April 16, 2012 at 3:43 PM ET
A new Trojan known as "Sabpab" could hurt Mac users who run Java and Microsoft Word. Security researchers are warning users to make sure their computers have the latest software updates from both Apple and Microsoft, and to use anti-virus software. In some cases, manual removal of Sabpab may be needed.
Word about Sabpab comes on the heels of another nasty piece of malware, Flashback, that infected up to as many as 600,000 Macs, security experts said, by exploiting a vulnerability in Java software. Apple last week issued a software-base removal tool for that malware, which can be used by criminals to steal personal information, including passwords.
Both Sophos Security and Kaspersky Lab warned users about Sabpab. One version of the malware takes advantage of the same Java exploit used by Flashback.
The other version of the malware arrives in an email attachment called "10th March Statemnet" (with "statement" misspelled).

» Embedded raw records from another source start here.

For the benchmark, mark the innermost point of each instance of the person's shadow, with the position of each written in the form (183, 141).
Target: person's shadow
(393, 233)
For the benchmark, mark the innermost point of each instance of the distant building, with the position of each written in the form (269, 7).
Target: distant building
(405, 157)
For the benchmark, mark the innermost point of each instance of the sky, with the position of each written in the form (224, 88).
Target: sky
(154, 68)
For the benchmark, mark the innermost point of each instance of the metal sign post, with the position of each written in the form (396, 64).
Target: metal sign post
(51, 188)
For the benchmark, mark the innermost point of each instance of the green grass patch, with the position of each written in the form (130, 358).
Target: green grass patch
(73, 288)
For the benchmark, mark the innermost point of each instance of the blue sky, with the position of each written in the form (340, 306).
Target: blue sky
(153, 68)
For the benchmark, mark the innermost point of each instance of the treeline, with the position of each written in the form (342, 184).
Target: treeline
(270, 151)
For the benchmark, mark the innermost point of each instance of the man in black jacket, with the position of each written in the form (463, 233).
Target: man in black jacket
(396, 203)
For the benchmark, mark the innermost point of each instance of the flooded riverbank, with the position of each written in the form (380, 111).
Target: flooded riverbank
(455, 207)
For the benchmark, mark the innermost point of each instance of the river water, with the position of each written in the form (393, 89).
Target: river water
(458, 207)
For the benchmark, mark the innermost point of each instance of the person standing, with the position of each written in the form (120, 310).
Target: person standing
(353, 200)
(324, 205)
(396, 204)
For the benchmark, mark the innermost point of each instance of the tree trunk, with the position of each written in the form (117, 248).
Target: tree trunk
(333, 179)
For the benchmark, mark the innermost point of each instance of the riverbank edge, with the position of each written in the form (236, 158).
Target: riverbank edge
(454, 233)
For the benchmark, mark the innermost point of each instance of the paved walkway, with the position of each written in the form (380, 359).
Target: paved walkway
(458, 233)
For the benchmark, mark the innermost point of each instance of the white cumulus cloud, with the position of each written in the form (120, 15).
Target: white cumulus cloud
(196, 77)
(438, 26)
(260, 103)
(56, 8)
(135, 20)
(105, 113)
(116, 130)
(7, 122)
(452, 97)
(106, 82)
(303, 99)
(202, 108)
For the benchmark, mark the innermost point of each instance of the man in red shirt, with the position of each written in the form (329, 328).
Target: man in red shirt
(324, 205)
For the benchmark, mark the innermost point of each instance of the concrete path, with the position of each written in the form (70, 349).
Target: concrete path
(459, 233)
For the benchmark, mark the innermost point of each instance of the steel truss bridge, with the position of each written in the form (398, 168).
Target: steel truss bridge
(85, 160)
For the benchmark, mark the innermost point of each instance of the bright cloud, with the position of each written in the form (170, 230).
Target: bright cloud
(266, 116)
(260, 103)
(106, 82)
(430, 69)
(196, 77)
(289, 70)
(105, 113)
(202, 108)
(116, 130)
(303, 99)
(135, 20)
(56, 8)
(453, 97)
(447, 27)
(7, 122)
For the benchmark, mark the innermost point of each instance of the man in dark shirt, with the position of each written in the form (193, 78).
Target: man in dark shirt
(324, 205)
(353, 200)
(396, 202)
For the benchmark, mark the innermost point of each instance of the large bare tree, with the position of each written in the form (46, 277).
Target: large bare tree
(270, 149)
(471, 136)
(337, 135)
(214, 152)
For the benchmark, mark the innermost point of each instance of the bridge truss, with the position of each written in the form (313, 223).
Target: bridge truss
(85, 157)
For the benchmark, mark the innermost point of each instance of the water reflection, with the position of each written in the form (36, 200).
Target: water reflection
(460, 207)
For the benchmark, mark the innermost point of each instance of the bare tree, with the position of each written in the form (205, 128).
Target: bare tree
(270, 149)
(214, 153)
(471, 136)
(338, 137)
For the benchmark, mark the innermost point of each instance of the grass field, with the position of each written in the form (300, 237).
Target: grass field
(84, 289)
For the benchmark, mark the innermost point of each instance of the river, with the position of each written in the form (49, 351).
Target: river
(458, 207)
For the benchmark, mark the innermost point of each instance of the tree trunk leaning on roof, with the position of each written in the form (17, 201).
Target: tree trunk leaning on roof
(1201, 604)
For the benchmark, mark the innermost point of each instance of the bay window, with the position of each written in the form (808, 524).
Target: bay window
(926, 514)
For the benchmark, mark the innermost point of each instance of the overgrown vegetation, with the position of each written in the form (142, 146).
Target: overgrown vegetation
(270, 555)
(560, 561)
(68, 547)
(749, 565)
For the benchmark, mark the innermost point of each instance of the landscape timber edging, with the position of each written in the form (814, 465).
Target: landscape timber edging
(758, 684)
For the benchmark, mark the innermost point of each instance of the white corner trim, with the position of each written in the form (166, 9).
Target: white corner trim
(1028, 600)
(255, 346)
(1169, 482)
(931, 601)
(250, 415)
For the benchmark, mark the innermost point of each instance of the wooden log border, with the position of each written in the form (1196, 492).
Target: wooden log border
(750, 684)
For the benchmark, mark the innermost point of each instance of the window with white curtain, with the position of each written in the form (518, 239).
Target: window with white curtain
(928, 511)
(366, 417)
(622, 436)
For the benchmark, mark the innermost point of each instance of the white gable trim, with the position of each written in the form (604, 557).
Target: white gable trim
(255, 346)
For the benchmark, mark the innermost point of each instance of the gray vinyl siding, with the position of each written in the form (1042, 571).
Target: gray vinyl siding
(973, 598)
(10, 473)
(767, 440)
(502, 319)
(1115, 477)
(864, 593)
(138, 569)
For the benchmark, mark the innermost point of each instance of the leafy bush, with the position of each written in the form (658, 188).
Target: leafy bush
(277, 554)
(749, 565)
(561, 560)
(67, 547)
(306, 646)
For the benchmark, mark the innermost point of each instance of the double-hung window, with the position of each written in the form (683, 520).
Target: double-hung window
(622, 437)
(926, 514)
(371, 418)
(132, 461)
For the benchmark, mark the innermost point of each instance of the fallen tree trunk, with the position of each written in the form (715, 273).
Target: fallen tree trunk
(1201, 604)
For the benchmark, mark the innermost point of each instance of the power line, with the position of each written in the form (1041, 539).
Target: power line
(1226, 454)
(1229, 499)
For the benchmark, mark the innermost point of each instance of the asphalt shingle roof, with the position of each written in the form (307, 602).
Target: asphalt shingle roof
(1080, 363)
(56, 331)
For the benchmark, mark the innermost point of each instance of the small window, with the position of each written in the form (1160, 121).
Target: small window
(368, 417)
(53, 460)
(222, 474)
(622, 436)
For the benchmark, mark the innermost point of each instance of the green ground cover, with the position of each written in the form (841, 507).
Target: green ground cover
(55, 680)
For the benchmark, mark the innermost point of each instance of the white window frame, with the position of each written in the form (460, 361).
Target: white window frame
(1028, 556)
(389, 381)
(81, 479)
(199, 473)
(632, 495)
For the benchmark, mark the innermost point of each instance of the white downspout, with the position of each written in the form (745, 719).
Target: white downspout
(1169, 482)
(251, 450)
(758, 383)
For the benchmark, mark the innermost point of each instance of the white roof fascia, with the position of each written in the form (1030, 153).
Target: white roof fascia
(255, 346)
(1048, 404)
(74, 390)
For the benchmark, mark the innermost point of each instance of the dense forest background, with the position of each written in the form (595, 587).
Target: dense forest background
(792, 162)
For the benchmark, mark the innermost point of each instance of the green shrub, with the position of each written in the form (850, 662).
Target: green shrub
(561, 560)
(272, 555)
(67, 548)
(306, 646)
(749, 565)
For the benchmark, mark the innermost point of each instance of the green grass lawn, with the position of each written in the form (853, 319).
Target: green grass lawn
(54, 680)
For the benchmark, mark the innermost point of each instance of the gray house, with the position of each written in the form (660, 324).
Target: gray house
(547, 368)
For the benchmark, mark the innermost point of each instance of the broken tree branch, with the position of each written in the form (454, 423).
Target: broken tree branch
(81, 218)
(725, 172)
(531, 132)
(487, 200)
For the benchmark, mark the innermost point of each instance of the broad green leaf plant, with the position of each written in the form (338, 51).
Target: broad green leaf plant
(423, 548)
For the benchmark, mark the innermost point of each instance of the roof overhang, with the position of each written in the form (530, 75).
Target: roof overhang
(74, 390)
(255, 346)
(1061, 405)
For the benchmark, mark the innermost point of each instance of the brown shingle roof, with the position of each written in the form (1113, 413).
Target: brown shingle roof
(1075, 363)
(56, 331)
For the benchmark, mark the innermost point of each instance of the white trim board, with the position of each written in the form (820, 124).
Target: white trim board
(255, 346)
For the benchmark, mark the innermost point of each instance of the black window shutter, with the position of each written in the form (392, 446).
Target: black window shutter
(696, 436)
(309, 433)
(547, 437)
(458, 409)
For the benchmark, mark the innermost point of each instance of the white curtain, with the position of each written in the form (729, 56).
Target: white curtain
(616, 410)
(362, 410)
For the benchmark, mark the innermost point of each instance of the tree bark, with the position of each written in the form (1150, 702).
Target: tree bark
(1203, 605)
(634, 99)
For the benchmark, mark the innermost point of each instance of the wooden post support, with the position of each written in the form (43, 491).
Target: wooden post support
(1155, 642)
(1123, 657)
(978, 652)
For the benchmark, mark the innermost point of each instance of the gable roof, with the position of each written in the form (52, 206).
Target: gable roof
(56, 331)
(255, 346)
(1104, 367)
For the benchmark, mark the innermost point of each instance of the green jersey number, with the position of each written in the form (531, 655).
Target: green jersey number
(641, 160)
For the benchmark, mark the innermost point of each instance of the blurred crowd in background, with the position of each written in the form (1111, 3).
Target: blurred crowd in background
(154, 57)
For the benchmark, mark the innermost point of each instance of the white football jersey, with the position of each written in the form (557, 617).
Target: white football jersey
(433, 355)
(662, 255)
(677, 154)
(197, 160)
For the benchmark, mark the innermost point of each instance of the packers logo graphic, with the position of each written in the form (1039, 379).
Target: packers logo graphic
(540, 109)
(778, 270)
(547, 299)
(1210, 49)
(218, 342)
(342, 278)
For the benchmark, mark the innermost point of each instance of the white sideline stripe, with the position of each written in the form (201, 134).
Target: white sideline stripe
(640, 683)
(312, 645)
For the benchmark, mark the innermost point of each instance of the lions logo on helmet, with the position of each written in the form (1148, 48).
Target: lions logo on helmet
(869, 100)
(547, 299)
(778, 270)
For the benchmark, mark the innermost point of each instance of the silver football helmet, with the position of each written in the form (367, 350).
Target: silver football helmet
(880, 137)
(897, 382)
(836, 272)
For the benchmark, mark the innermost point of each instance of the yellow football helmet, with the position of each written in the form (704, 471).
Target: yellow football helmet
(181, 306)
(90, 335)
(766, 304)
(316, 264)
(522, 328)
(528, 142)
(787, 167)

"The name of the file ("10th March Statemnet") is directly linked with the Dalai Lama and Tibetan community," said Costin Raiu of Kasperky Lab. "On March 10, 2011, the Dalai Lama released a special statement related to Anniversary of the Tibetan People’s National Uprising Day -- hence the name."
Says Graham Cluley, senior technology consultant at Sophos:
If you open the boobytrapped Word document on a vulnerable Mac, a version of the OSX/Sabpab Trojan horse gets installed on your computer opening a backdoor for remote hackers to steal information or install further code.
As a decoy, a Word document is dumped onto your drive and displayed -- effectively acting as a camouflage for the Trojan's true intentions.
Mac users, Cluley says, may be caught off guard by the attack, "as there is no prompt to enter your username or password when the malicious software installs itself onto your Mac.
Microsoft released a security update in 2009 for Microsoft Office for Mac users that will take care of another recent crop of malware. "Of course, it would also be sensible to update your installation of Microsoft Word -- as a patch has been available for the vulnerability being exploited here since 2009," says Cluley.
On Monday, Microsoft confirmed that the security update will cover Sabpab.
(Msnbc.com is a joint venture of Microsoft and NBC Universal.)
If you use Norton AntiVirus or Symantec Endpoint Protection for Macintosh, Symantec has more information here about how to remove Sabpab.
At this point, while "there no reason to believe that this attack is widespread, it's clearly time for some people to wake up to the reality of Mac malware," wrote Cluley, and take steps to protect themselves, whether it's with Sophos' software or another company's.
"Mac users -- please get an anti-virus, for goodness sake," added Cluley. "If you don't want to pay for one, there is free anti-virus for Mac home users available for download."
While these recent attacks can be handled, they won't be the end of them. Dennis FIsher of Kaspersky, in a blog posting last month, wrote, "Welcome to the age of targeted attacks, Mac users. Perhaps having grown tired of owning Windows machines around the world for the last few years, attackers in China now have taken up the challenge of going after Macs with the same kind of targeted attack tactics that have served them so well in the Windows world."